Did you cheat on her?

"No, I would NEVER do anything like that. Besides, you know that I save all the lust in my heart for muscle cars in magazines."

How are you?

"Ummmm...I don’t know how to answer that. I love Laura, I love my kids, I love you, I love my marriage. I don’t know how I’m going to survive, but I am."

Is there anything I can do?
"No. Just remember us the way we were."
Mike. I love you guys. I don’t understand.
"I know. Laura says hi. I have to go to work now."
Bye Mike. Call me if you need me.
"I will. Good bye."

Those moments broke something in ME that snapped again as I watched my own marriage dissolve.

I wasn’t nearly as good a husband as Mike, although I gave it everything I had. Hell, I’m not as good a PERSON as Mike was, so the husband thing is almost a given.

I stopped believing in marriage that day. I wanted to prove myself wrong by making mine work, but somehow I guess my heart didn’t have enough elasticity to snap all the way back.

Now, you can keep your marriage concept. You can keep your empty promises. You can keep your dreams of wedded bliss.
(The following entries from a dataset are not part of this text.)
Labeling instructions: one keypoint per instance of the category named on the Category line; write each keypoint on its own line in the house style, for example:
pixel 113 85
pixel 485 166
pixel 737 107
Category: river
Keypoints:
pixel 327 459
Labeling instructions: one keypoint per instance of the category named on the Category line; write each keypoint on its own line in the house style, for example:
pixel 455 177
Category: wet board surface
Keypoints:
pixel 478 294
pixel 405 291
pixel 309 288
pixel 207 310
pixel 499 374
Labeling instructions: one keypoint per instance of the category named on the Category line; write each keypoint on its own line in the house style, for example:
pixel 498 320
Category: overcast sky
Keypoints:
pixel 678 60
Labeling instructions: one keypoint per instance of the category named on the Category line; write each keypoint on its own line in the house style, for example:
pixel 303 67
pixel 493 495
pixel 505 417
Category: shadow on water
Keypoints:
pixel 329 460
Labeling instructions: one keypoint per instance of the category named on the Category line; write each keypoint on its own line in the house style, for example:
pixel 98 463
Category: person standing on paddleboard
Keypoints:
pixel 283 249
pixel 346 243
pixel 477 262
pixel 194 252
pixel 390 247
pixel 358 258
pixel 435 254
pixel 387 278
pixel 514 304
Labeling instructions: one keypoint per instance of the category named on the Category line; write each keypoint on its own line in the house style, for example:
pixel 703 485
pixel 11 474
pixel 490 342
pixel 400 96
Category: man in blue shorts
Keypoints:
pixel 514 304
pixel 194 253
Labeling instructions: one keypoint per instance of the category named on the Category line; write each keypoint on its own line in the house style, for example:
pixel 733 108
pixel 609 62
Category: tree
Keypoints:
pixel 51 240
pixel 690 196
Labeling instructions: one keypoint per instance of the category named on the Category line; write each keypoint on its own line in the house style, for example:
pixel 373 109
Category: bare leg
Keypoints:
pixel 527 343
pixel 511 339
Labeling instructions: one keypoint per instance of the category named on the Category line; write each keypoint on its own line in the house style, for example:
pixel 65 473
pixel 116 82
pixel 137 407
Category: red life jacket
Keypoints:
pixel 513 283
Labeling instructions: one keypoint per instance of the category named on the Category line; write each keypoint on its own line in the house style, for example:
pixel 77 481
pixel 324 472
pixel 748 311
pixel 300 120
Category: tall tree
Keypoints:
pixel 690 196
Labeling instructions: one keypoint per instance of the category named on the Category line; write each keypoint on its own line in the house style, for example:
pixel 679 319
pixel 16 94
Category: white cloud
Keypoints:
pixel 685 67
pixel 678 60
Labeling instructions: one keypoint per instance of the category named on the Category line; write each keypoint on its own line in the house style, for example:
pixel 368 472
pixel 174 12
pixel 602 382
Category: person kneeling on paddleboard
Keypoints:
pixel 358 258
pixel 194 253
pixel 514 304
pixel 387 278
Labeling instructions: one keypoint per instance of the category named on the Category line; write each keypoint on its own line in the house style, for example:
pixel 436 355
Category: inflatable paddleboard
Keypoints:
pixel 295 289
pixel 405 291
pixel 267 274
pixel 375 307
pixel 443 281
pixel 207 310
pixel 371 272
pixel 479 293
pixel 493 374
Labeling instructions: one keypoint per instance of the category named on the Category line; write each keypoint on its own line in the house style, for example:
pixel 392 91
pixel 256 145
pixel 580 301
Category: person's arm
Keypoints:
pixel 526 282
They are yours. I don’t have them. Give me a companion, and leave us alone. We’ll survive as long as we can, maybe forever ... then we’ll go our separate ways.

I know it won't be long before I find myself sitting across from her in a restaurant, again.


It won’t be a date, but for the 1001st time, a never-married single woman will ask me what it is that I have against marriage.

It won’t be that she asks the question. It is an indisputably fair one. What will bug me THIS time time will be the condescending way she’ll ask it. It will be the unverbalized (yet written all over her face) belief that no matter WHAT my experience has been I have no right to say that I don’t WANT another wife. It’ll be the odor of her thought that there can be no legitimate rationale for my lack of desire to have again what she wants so desperately to experience just once. It will be the annoyingly tangible tentacle of her naive "wisdom" about how much she knows about "divorced" men like me and what we’ve been through and how many dumb-assed books she’s read about what I "really" feel and how I'm simply not informed enough to possibly understand about my own thoughts.

It will be MY prejudice about her prejudice toward me and MY perception that she perceives me to be unworthy of having a different view because I AM, after all ... just a man.